BPA is an effective treatment for improving pulmonary hemodynamics and exercise capacity in patients with CTEPH. In the present study we showed that a living environment that prevented patients from leaving the house was associated with lower QoL after BPA, indicating that there is still room for improvement in QoL in CTEPH patients who complete BPA treatment. Therefore, a continuous and multidisciplinary approach will be required to improve QoL in patients with CTEPH.

Acknowledgments

The authors thank the members of the Departments of Rehabilitation and Cardiovascular Medicine, Clinical Research Center, Nagasaki University Hospital and the Department of Cardiopulmonary Rehabilitation Science, Nagasaki University Graduate School of Biomedical Sciences for their support.

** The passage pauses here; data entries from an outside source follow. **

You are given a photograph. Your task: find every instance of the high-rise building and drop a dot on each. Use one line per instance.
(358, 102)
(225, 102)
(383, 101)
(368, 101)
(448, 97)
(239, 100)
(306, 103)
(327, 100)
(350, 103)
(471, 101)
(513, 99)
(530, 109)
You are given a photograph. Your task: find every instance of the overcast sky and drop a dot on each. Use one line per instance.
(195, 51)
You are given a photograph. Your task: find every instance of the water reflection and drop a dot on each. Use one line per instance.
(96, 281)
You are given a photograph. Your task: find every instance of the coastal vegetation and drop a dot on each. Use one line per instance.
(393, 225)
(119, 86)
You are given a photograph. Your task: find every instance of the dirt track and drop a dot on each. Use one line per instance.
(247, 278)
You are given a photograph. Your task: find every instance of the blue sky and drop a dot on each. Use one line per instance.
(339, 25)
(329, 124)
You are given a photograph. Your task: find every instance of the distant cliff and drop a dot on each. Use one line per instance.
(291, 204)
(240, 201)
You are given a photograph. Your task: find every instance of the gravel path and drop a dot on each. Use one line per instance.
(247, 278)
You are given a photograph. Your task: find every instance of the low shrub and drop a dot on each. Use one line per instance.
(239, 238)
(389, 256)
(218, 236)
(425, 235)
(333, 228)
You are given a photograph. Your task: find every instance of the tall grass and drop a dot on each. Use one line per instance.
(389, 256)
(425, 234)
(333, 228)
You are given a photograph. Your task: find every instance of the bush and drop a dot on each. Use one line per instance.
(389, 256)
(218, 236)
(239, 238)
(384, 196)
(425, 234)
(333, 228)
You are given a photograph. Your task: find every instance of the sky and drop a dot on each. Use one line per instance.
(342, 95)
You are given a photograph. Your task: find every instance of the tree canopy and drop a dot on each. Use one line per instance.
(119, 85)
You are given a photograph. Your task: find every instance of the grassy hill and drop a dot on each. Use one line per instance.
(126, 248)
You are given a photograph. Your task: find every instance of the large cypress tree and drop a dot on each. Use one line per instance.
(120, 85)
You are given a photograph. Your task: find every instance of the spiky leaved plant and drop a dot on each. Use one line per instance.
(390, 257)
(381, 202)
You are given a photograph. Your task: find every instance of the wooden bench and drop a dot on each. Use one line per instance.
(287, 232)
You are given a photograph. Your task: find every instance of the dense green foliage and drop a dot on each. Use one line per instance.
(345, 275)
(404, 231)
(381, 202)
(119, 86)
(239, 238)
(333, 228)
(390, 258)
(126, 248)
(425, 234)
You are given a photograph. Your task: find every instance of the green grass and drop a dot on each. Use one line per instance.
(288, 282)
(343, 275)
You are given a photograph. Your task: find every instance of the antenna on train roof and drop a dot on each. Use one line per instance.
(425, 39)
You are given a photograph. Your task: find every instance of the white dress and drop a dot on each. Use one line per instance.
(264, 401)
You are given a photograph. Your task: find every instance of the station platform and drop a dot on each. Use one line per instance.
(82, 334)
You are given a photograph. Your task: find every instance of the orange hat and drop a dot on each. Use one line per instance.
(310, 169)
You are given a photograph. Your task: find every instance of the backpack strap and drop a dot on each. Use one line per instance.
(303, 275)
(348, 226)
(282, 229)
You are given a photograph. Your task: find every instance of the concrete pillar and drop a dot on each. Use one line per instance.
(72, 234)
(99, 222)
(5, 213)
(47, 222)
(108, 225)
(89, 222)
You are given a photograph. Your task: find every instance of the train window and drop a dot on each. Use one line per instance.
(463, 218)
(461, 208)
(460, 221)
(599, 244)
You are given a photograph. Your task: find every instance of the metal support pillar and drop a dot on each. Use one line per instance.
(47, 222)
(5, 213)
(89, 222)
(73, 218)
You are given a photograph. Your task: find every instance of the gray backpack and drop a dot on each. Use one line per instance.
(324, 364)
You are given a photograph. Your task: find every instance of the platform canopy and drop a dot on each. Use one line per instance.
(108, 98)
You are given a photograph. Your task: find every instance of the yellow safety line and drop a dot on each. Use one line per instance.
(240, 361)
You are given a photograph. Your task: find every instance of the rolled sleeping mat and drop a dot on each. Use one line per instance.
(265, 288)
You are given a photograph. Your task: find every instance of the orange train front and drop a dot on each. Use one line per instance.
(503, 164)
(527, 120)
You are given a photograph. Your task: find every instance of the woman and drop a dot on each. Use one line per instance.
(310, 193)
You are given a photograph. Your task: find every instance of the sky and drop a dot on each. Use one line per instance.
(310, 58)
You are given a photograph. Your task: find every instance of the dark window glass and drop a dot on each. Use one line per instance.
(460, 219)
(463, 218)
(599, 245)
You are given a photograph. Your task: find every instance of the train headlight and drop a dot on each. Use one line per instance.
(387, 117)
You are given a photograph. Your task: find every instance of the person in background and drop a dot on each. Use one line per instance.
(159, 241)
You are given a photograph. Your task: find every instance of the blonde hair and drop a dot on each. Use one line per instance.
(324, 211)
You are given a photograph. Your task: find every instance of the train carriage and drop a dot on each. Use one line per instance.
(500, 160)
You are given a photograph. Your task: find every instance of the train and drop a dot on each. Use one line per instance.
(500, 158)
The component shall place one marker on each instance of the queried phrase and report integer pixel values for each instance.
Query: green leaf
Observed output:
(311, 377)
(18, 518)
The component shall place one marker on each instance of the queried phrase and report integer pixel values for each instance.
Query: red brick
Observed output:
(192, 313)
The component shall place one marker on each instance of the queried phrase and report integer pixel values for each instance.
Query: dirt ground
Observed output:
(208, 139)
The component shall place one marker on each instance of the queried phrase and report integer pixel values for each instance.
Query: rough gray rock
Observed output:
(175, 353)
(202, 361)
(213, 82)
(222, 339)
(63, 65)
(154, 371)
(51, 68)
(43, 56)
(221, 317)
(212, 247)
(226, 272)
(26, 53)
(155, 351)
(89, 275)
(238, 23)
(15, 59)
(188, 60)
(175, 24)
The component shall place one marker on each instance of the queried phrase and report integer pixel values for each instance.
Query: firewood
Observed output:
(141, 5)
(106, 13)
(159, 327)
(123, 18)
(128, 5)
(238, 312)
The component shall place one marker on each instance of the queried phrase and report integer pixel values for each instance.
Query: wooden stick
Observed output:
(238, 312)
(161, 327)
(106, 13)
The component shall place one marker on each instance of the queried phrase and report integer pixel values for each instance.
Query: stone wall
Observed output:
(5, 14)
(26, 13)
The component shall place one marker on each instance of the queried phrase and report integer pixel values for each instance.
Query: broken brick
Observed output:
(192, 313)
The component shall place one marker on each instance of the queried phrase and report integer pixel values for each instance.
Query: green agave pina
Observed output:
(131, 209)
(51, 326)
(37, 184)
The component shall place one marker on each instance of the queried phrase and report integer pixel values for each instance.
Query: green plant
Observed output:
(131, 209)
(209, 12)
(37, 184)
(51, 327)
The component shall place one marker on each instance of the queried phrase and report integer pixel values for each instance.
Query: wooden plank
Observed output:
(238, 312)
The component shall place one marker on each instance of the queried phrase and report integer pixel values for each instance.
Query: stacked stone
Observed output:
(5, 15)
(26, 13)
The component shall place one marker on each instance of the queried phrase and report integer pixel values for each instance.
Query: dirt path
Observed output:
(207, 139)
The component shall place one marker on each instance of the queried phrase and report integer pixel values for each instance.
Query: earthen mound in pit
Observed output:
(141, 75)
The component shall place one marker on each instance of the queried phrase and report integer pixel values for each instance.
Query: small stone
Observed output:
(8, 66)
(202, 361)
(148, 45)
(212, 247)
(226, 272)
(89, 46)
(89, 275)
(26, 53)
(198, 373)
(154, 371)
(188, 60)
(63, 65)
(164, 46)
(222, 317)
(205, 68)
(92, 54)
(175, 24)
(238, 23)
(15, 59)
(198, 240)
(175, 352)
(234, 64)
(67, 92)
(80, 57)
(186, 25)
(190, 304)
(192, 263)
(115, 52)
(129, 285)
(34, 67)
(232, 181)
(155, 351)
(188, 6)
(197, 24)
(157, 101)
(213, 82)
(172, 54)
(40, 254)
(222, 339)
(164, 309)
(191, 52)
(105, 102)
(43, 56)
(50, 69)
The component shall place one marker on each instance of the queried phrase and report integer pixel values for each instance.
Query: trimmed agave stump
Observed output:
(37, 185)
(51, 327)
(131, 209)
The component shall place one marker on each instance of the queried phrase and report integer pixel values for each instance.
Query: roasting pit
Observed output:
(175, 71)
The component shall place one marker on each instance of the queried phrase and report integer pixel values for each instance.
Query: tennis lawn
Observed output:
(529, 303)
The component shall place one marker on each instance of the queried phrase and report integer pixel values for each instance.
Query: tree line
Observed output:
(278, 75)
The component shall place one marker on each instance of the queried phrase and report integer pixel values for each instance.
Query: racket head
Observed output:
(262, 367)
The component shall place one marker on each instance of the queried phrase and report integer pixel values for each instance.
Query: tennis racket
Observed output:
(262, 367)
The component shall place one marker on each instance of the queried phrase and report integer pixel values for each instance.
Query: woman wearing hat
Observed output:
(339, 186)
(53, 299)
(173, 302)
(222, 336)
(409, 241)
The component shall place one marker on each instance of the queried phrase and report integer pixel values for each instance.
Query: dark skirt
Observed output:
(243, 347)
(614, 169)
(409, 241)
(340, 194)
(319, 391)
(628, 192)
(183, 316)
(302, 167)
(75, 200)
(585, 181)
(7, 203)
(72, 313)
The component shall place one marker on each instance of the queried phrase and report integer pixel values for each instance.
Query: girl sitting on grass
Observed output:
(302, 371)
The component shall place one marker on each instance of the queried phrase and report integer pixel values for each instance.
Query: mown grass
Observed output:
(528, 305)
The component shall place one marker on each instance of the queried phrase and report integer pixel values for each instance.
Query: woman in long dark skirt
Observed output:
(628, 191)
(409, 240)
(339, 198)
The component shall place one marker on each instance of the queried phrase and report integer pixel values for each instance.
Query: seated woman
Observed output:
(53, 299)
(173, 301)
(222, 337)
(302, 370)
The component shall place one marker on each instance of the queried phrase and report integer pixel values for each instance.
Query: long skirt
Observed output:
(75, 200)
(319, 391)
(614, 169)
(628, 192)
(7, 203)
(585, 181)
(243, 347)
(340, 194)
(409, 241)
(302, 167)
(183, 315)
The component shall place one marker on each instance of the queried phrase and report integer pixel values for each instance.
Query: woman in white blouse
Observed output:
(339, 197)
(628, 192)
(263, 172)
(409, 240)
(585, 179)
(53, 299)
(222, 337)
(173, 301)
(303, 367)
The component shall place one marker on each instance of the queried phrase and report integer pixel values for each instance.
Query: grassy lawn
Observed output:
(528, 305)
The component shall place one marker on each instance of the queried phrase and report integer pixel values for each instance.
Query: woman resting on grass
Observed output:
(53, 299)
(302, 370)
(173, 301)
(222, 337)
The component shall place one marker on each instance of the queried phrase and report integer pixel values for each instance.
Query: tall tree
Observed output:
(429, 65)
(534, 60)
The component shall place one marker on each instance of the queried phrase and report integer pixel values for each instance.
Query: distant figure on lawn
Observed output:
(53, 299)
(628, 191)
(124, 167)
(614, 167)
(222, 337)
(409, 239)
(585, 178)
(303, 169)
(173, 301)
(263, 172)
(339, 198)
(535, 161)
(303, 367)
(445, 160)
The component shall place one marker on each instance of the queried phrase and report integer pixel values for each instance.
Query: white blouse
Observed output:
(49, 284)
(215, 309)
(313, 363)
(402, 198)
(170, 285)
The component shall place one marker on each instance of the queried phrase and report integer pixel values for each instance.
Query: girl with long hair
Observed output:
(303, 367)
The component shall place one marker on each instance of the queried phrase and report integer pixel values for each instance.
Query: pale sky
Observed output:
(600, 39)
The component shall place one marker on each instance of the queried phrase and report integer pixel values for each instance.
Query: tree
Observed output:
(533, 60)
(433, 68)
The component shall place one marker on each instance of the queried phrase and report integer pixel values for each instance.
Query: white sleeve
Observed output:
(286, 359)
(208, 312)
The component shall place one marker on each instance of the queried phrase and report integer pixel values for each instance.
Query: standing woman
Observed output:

This research would not have been possible without their leadership and cooperation.

Sources of Funding

This research did not receive any grant from any funding agency in the public, commercial, or not-for-profit sectors.

Disclosures

K.M. is a member of Circulation Reports’ Editorial Team. The remaining authors have no conflicts of interest to declare.

IRB Information

This study was approved by the Human Ethics Review Committee of Nagasaki University Hospital (Reference no. 19052002).